Beoordeling door de rechtbank

1. Eiser heeft om vrijstelling verzocht van het griffierecht wegens betalingsonmacht. Eiser heeft aannemelijk gemaakt dat hij niet over voldoende inkomsten of vermogen beschikt om het verschuldigde bedrag aan griffierecht te betalen. Het beroep op betalingsonmacht slaagt. Eiser wordt in deze procedure daarom vrijgesteld van de verplichting om griffierecht te betalen.
2. De rechtbank beoordeelt of verweerder de aanvraag terecht heeft afgewezen als ongegrond. Zij doet dat aan de hand van de beroepsgronden van eiser.

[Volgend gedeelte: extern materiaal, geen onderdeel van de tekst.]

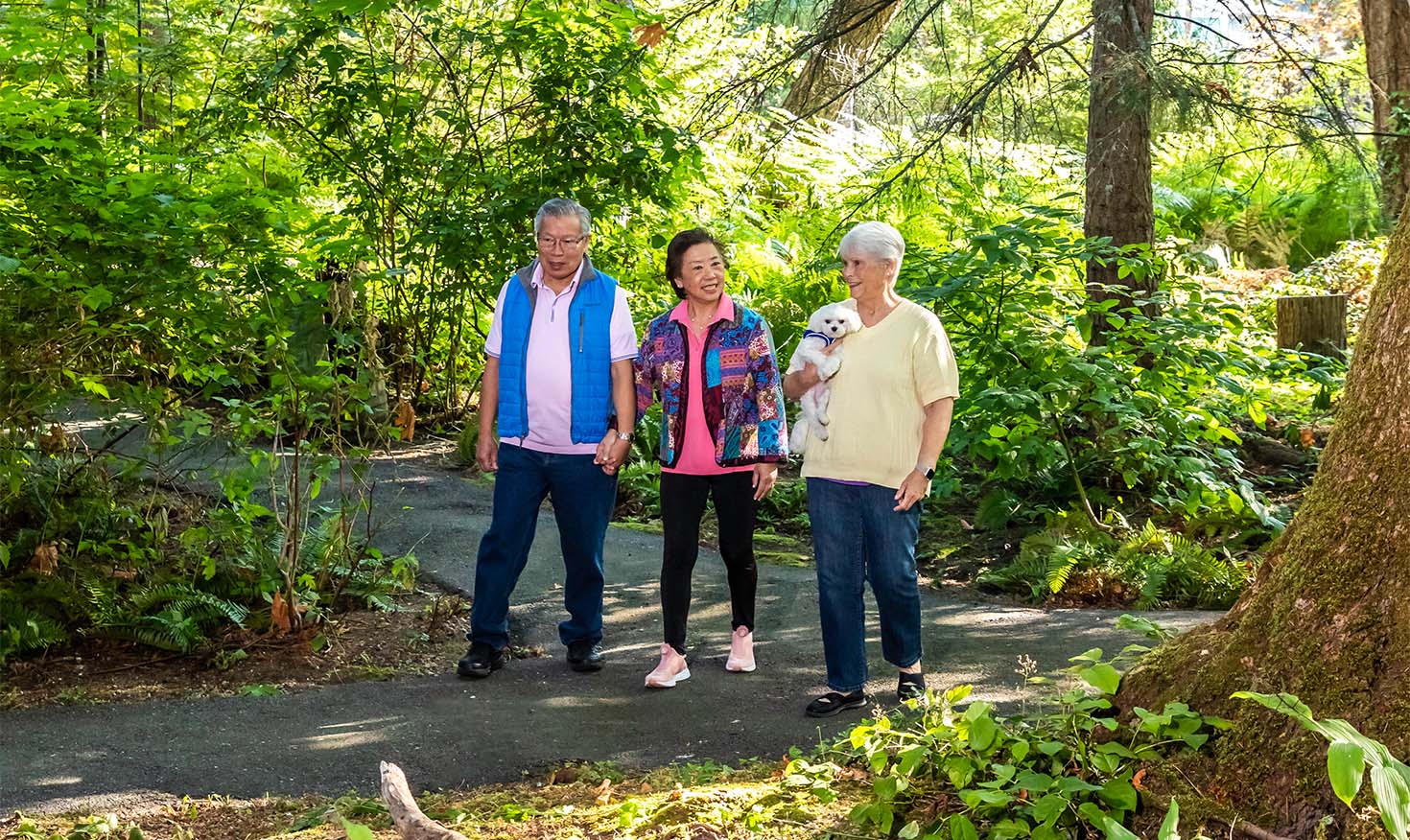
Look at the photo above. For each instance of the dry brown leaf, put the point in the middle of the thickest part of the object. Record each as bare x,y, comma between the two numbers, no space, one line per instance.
45,558
57,440
650,35
405,420
279,614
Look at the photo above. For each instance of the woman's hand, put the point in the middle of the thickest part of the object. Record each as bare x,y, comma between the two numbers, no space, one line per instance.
611,453
765,476
798,383
912,489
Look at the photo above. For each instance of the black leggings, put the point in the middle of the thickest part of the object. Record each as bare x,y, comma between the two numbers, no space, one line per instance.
683,504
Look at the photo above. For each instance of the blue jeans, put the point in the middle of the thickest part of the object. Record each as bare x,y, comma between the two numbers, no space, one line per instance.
582,500
858,537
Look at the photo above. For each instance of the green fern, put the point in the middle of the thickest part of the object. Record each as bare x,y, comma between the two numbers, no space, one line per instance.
24,629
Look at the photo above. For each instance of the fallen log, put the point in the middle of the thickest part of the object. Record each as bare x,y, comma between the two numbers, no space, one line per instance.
411,822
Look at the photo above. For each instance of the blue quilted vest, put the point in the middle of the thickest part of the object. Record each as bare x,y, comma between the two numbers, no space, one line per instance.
590,321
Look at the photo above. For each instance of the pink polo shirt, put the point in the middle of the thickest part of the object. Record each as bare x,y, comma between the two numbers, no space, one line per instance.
549,363
698,449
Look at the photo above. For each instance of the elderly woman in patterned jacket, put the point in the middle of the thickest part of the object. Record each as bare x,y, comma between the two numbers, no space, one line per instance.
723,434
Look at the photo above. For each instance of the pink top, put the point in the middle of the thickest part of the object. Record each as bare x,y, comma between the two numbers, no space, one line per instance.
698,449
549,363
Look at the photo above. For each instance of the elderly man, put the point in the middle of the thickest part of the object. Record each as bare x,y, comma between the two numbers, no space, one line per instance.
558,380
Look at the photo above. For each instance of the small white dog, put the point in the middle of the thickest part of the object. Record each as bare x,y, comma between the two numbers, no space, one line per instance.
830,323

3. De rechtbank verklaart het beroep ongegrond. Hierna legt de rechtbank uit hoe zij tot dit oordeel komt en welke gevolgen dit oordeel heeft.
Feiten en omstandigheden
4. Eiser stelt te zijn geboren op [datum 1] 1979 en de Togolese nationaliteit te hebben. Eiser verblijft naar eigen zeggen sinds 1 maart 2000 in Nederland. Hij heeft op 6 maart 2000 asiel aangevraagd. Deze aanvraag is niet ingewilligd bij besluit van 27 oktober 2000. Op 24 september 2001 is eiser in het kader van de Dublinverordening [1] overgedragen aan de Duitse autoriteiten. In Duitsland is eiser bekend met de naam [naam 1], geboren op [datum 2] 1978. Op 15 februari 2006 heeft eiser in België een asielaanvraag ingediend onder de naam [naam 2], geboren in 1979 met de Beninse nationaliteit. Deze aanvraag is op 7 maart 2006 afgewezen en het hiertegen ingestelde beroep is op 24 mei 2006 niet-ontvankelijk verklaard. Niet bekend is of op het hoger beroep uitspraak is gedaan. Eiser is op onbekende datum Nederland weer ingereisd.
Op 13 maart 2009 heeft eiser een minuut ontvangen waarin eiser geweigerd is een aanbod te doen ingevolge de Regeling Afwikkeling Nalatenschap Oude Vreemdelingenwet. Hiertegen zijn door eiser tevergeefs rechtsmiddelen ingesteld. In 2009 is eiser overgedragen aan België op grond van de Dublinverordening en is hij naar eigen zeggen direct teruggekeerd naar Nederland. Sindsdien heeft eiser nog enkele procedures doorlopen, echter deze hebben niet geleid tot een verblijfsvergunning voor eiser.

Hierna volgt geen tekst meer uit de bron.